迫る予言の年
1041年25日目
予言の魔物との戦闘に対する編成は、前線を俺とエイド、サムライ、剣闘士の4人。ヤエは俺を、魔術師2名はサムライと剣闘士を補助するのが一番良い。問題は、サムライと剣闘士が戦闘に加わってくれるかだ。前者はヴァルキリーが妊娠中で、戦闘に加わってくれるかまだ返事が来ていない。後者は師匠のオルボの死去から立ち直っているかどうかだ。もしこの2人が戦闘に出られない場合の編成も、考えなくてはならない。すると、団員の剣闘士が本部に入って来た。
「団長...」
「おお、戻って来てくれたか。丁度今、魔物との編成を考えていて...」
「...」
「どうしたんだ?」
「女将さんが...女将さんが亡くなりました。」
彼の言う女将とは、オルボの恋人のミリィの事だ。まるで後を追うかの様に亡くなってしまった。
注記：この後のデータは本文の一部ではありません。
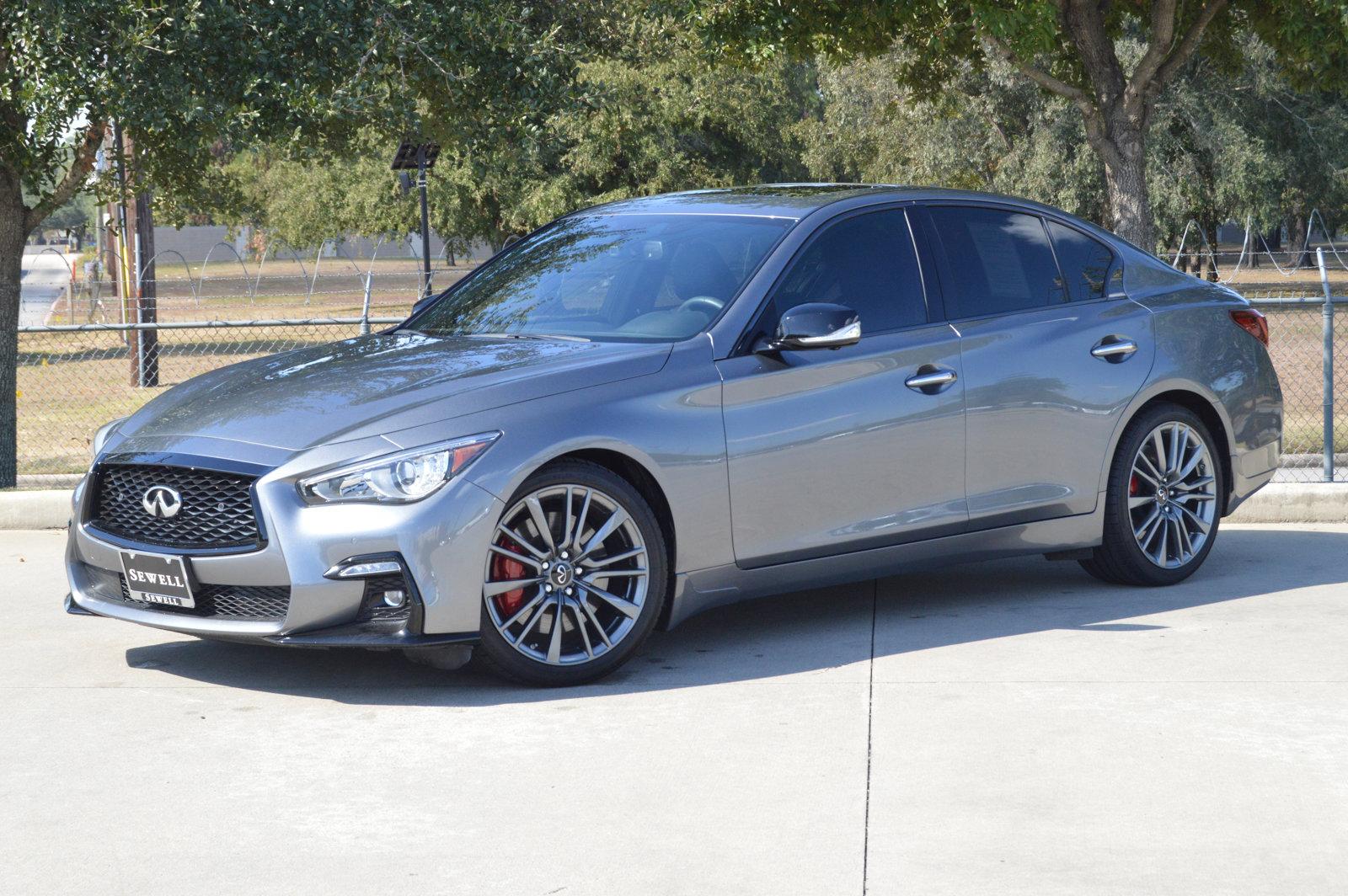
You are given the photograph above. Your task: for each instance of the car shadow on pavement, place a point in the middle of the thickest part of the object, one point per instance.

「そうか...向こうでもオルボと一緒になれると良いな...」
「...」
「...なぁ。俺はお前が立ち直るまで待つと言ったが、お前が戦えないのなら、俺は無理にお前を戦わせたくない。退団届は、気にせず出してくれても構わないぞ。」
「すみません。体は鈍らない様にするんで...もう少し待って下さい...」
彼はそう言い残すと、部屋から出て行った。不老不死の俺にとって、時の流れは関係ない。人との出会いも、季節の移り変わりと同じくらいだ。
1041年150日目
俺は騎士リベルと冒険者コーダを戦闘に加える事にした。サムライは予言の年になったら、騎士団に復帰すると言っていた。剣闘士は退団する事も考えて、他の団員達を強化する事に努めた。
「ん〜。」
「どうしたんすか?団長?」
「編成を考えているんだ。万が一エイドとヤエが戦えないって時に、万全の状態で臨めるにはどうするかを...」
「何言ってるんすか!?予言の魔物を倒さなきゃ、大災厄だって乗り越えられないんすよ。俺は何があっても、絶対戦いますから!」
「もし...予言以外で魔物が来た時はどうする?」
「けど...いつも通りなら、俺とヤエは戦えますよ。」
「あぁ。いつも通りならな...」
未来は変えられる。しかしそれまでの間に何が起こるかは、誰にも分からない。予言書を読んでも、分からない事は沢山ある。
1041年220日目
この日俺達はバルーセルという街に出た魔物を討伐した。街と言っても規模は村と大して変わらないくらいだった。
「なぁ!あんたら聖炎騎士団かい?」
「えっ?あぁ、そうだけど...」
街の若者が、俺に声をかけるかけて来た。
「やっぱ強いんだなぁ。あの人が言ってた通りだ。」
「あの人?」
「髪の長い綺麗な女の人さ。」
俺はこのやり取りを、2.3年前にした事を思い出した。
「"もうすぐ聖炎騎士団が来るから、是非協力してくれ"って言われたんだ。"強い人間が多いから、安心してくれ"ってな。」
「彼女が...そんな事まで...」
「俺達も、あんた達を信じてるよ。頑張って魔物を蹴散らそうぜ!」
若者は大きく手を振って、俺達から去って行った。
「...ありがとう、レイラ...」
1042年100日目
予言の年まであと僅かとなり、俺達も魔物との戦いを念入りに準備した。
「一応国王には、魔物の被害が王都に出ない様に、騎士団を待機させてくれって頼んでおいた。これで王都は問題無いだろう。」
「街の人々は...相変わらず自分達には関係ないって感じっすね。」
「だが...魔物に対する意識は、ここに来た時に比べれば良くなった。後は行動するかどうかだ。」
「ヤエの言う通りだ。王都以外の村や街でも、魔物を追い払おうとしている所はある。その時が来たら、皆覚悟を持って魔物と戦うだろう。」
「フェルメアはどうっすかね?」
「あそこは...親衛隊がいるから平気だろ。それに今度の戦いは王都周辺だから、フェルメアに被害は出ないだろう。」
「確かにあそこの守りは問題無い。問題は中だ...」
「中?」
「あの街では法律が全てだ。どんなに正しい事をしても、法律が認めなければ犯罪となる。そうなれば...」
「拷問も止むなしか...。だが今は予言の魔物を倒す事に専念しよう。フェルメアの件は保留だ。」
俺とエイドとヤエ、そして聖炎騎士団の団員達は、予言の魔物を倒す事に全力を尽くす。